Date: 2014-02-27 06:01 pm (UTC)
From: [identity profile] andrew barton (from livejournal.com)
Personally, I'm more interested in the 0.0000000295% who were writing about a Hugo Award in 1950, three years before the first one was given.

Date: 2014-02-27 07:32 pm (UTC)
ext_63737: Posing at Zeusaphone concert, 2008 (Bill Heterodyne animated)
From: [identity profile] beamjockey.livejournal.com
I am less interested than you are, because I know how flaky the Google Books metadata can be, despite heroic attempts by the Ngram people to clean it up.

In this case, the 1950 mention of the Hugo is contributed by a Special Illustrated Edition of Sense and Sensibility, which also mentions many post-1950 novels of Philip K. Dick.

Here's the word-cloud, or what I like to call the "inchoate review:"
acquaintance admiration affection Allenham Anna Karenina appeared assure attention behaviour believe brother Chawton Colonel Brandon comfort cottage cried Marianne dare say daughter dear Delaford delight disappointment Edward Ferrars Elinor and Marianne engagement expected eyes fancy Fanny farther favour feelings felt friends girl give happy Harley Street hear heard heart hope immediately Jane Austen Jennings Jennings's John Dashwood kind knew Lady Middleton letter live look Lucy Lucy's ma'am manner Mansfield Park Marianne's marriage married mind Miss Dashwood Miss Steele Moby-Dick morning mother never Norland Northanger Abbey novel opinion pain Palmer party perhaps pleasure Pride and Prejudice replied Elinor returned Robert Ferrars Scanner Darkly seemed Sense and Sensibility silent Sir John sister smile soon speak spirits suppose sure surprise talk tell thing thought told town walked Wéeé’aw Chapter wife Willoughby wish woman wonder young
"Scanner Darkly" really shouldn't turn up as a phrase that Jane Austen mentions more frequently than the average author in English. Neither should "Moby-Dick," I think. Melville's novel was published after Austen had been dead for thirty-four years. The presence of Anna Karenina is also somewhat surprising.

Either the spacetime continuum is beginning to shred, or the metadata about the Special Illustrated Edition-- which, by the way, also discusses Edgar Rice Burroughs and L. Frank Baum at length-- is lying.
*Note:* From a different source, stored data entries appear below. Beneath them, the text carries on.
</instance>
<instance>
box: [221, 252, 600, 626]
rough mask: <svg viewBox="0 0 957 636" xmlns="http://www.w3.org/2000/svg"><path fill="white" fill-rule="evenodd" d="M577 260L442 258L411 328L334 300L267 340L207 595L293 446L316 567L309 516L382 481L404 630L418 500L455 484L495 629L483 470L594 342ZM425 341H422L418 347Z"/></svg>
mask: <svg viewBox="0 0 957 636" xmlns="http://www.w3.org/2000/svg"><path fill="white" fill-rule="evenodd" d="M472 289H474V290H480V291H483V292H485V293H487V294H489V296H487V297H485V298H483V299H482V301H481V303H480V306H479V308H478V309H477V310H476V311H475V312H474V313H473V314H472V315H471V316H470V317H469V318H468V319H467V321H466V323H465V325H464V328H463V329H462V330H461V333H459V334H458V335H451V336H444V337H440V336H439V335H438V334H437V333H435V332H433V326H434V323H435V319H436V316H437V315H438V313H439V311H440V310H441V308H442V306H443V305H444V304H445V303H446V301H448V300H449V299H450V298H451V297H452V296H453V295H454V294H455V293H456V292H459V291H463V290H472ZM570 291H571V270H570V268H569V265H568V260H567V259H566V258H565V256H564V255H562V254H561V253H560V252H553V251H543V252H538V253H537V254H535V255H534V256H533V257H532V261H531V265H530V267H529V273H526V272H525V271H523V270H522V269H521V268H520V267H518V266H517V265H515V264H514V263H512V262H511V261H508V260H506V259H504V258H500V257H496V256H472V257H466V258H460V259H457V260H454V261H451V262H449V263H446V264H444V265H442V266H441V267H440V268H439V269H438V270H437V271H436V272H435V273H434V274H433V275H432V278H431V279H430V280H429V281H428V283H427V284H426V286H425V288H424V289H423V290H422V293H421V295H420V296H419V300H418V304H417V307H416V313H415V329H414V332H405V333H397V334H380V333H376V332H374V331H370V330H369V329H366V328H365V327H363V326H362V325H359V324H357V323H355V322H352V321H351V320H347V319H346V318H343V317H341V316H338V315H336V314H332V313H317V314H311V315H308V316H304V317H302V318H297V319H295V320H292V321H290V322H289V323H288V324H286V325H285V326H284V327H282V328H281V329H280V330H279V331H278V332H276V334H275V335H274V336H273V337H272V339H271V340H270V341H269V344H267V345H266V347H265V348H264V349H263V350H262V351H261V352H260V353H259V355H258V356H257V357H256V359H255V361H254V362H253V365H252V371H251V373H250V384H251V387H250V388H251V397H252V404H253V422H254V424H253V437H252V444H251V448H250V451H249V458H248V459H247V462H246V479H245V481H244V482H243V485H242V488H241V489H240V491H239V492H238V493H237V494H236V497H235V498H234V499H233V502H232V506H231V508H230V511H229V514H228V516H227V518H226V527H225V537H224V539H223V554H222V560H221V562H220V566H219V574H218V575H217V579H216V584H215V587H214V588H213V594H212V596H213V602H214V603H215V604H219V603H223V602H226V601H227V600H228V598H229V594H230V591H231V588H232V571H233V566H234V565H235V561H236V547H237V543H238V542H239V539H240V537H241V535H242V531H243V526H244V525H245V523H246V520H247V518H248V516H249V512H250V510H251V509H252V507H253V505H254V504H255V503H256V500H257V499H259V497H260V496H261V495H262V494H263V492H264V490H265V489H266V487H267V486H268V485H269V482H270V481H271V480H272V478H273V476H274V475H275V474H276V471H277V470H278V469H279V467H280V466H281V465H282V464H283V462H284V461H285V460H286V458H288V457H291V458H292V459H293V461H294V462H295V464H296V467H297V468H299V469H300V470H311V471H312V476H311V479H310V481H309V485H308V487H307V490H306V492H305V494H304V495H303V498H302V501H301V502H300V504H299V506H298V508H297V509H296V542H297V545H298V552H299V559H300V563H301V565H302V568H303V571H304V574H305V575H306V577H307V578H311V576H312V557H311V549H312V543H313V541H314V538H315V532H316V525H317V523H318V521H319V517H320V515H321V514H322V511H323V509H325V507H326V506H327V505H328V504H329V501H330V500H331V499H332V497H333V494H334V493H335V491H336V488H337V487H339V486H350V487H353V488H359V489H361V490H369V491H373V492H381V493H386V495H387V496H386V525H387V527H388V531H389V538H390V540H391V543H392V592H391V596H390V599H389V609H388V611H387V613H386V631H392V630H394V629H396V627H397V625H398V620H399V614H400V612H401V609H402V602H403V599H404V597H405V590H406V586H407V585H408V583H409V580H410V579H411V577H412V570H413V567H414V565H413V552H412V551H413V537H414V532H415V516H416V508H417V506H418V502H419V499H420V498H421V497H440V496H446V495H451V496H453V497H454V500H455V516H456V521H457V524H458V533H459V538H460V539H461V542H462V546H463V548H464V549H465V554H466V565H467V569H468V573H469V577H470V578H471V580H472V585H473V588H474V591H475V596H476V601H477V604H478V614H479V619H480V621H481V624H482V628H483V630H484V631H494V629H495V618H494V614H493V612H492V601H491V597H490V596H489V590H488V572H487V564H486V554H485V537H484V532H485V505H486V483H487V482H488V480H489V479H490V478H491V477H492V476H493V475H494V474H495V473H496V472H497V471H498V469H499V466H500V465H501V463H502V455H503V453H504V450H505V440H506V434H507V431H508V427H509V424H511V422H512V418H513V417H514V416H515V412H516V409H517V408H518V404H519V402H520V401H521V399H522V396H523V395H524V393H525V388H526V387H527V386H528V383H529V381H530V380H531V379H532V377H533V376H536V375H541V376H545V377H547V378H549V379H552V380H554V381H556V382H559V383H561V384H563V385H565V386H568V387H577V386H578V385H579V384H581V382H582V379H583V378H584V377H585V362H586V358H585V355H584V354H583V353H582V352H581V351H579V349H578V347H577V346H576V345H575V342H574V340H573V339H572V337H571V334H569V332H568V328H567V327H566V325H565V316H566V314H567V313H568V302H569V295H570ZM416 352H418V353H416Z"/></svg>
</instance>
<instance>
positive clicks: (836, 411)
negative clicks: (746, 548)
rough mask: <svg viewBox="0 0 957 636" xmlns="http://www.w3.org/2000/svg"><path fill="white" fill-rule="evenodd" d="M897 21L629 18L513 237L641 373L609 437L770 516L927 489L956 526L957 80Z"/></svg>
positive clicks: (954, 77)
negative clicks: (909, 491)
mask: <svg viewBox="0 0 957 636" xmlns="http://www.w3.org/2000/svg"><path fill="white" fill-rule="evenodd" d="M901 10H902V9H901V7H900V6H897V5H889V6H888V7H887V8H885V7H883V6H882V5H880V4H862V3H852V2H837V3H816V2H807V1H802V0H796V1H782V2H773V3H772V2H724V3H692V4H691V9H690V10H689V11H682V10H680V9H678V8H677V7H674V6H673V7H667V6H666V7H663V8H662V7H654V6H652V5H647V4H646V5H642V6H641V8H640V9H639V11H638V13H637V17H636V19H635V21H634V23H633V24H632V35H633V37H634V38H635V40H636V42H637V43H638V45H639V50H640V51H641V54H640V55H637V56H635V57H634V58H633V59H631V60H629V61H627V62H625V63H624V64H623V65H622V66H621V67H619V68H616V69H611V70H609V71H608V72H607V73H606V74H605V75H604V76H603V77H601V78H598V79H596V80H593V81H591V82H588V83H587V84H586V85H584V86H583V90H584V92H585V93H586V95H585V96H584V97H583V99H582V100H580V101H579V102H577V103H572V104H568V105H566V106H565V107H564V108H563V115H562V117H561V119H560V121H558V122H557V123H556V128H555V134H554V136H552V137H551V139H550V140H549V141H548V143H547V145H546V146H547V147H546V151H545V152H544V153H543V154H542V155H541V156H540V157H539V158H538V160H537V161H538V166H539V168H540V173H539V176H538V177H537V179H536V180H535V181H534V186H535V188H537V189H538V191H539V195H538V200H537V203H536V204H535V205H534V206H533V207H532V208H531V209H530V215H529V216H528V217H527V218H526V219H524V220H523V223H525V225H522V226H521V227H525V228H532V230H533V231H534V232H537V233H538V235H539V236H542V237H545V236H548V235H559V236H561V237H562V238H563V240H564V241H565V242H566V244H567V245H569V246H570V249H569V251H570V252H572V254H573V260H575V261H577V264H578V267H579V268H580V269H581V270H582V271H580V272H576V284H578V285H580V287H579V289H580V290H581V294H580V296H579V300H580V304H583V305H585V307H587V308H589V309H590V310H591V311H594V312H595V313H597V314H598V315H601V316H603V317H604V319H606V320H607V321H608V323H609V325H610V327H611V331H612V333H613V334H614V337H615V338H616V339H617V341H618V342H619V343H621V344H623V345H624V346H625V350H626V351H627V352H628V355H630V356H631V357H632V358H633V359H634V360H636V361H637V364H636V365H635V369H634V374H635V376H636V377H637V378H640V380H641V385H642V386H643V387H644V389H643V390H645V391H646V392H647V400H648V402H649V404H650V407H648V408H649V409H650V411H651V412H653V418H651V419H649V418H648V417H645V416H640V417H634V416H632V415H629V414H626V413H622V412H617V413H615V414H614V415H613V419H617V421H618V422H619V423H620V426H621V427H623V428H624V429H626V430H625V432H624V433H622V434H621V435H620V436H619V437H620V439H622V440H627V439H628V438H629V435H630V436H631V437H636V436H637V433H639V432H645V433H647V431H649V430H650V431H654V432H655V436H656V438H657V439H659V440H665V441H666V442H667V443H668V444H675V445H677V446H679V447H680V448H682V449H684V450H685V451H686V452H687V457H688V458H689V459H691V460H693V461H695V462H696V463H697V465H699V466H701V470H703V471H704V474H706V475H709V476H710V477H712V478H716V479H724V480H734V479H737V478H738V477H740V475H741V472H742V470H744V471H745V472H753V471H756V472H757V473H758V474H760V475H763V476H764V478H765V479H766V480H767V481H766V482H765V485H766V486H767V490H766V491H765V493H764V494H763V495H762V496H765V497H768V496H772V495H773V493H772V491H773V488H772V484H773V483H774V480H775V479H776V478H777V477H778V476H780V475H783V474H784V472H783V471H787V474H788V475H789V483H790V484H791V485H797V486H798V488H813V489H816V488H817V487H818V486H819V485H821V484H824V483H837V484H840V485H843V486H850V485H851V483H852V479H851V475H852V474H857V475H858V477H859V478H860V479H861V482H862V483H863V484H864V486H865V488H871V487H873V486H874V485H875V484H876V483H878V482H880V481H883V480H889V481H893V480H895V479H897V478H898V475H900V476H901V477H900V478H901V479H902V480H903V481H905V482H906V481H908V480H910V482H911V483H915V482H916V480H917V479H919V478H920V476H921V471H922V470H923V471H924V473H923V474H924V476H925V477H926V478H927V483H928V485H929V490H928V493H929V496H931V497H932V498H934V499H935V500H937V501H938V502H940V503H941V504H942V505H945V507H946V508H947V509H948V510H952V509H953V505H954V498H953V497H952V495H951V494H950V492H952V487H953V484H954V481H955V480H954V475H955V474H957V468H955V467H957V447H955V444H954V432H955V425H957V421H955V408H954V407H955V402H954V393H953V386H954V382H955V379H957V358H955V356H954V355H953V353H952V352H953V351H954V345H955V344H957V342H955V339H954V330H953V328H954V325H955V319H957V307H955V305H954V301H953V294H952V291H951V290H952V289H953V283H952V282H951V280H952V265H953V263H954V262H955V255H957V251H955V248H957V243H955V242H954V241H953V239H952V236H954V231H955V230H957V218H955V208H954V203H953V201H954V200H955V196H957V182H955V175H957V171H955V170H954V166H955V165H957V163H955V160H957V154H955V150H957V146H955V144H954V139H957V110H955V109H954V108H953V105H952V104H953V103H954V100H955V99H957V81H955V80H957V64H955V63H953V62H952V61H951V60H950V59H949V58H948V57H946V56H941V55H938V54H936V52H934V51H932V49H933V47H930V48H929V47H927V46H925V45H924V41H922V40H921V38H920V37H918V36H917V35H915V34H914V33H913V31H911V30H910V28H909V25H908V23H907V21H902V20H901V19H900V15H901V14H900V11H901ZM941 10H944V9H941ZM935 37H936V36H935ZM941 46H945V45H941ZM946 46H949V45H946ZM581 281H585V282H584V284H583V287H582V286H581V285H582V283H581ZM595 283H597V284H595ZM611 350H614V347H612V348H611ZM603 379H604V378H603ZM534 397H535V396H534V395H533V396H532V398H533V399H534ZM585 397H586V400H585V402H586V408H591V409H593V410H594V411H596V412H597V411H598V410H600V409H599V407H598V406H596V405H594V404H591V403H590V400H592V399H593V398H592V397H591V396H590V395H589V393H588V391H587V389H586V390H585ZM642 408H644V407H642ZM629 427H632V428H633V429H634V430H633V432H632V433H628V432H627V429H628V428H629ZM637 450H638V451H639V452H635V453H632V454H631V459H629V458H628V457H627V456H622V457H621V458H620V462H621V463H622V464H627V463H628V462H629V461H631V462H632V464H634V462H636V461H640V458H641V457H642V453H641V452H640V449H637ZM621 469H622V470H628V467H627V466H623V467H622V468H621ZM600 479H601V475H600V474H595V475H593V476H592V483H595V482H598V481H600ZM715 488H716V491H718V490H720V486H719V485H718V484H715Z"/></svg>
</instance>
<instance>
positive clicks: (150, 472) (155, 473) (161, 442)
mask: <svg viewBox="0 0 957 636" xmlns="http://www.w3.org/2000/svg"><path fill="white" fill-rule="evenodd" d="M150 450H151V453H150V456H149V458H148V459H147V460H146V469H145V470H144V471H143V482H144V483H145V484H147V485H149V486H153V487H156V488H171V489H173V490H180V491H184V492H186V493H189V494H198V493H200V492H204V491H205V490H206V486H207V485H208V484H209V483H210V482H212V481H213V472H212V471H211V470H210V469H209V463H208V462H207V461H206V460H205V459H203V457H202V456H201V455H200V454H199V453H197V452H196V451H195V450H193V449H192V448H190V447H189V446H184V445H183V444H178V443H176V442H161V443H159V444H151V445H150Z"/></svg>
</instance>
(As for "Wéeé’aw," investigation suggests that it results from an attempt to OCR a decorative clipart squiggle that Starbooks Classics likes to use at the beginning of chapters. The same investigation reveals impossible dates for a bunch of Starbooks Classics publications. Who are these people?)
Edited Date: 2014-02-27 11:30 pm (UTC)

Date: 2014-02-28 10:41 am (UTC)
From: [identity profile] nelc.livejournal.com
My first guess was that the spurious references were down to a specially written foreword to the special edition, but now I'm thinking that they OCRed the list of books "also published by" in the front or back of the edition.

Date: 2014-02-28 03:15 pm (UTC)
ext_63737: Posing at Zeusaphone concert, 2008 (Default)
From: [identity profile] beamjockey.livejournal.com
Actually Sense and Sensibility contains lengthy discussions of the careers of these other writers. At least three pages on Melville, at least three on Burroughs, at least four on Philip K. "No Relation To Moby" Dick, at least two on Virginia Woolf, three on Tolstoy, three on L. Frank Baum, etc.

Large slabs of biographical and critical text about Austen appear to be lifted from Wikipedia and other public-domain sources. I can see an edition like this being useful as term-paper fodder.

Why a large number of Starbooks Classics editions wound up bearing bogus publication dates is a matter for speculation.

Date: 2014-02-27 07:05 pm (UTC)
ext_63737: Posing at Zeusaphone concert, 2008 (Default)
From: [identity profile] beamjockey.livejournal.com
I would have guessed that the older Hugo would be more-frequently-mentioned, but they have approximate parity.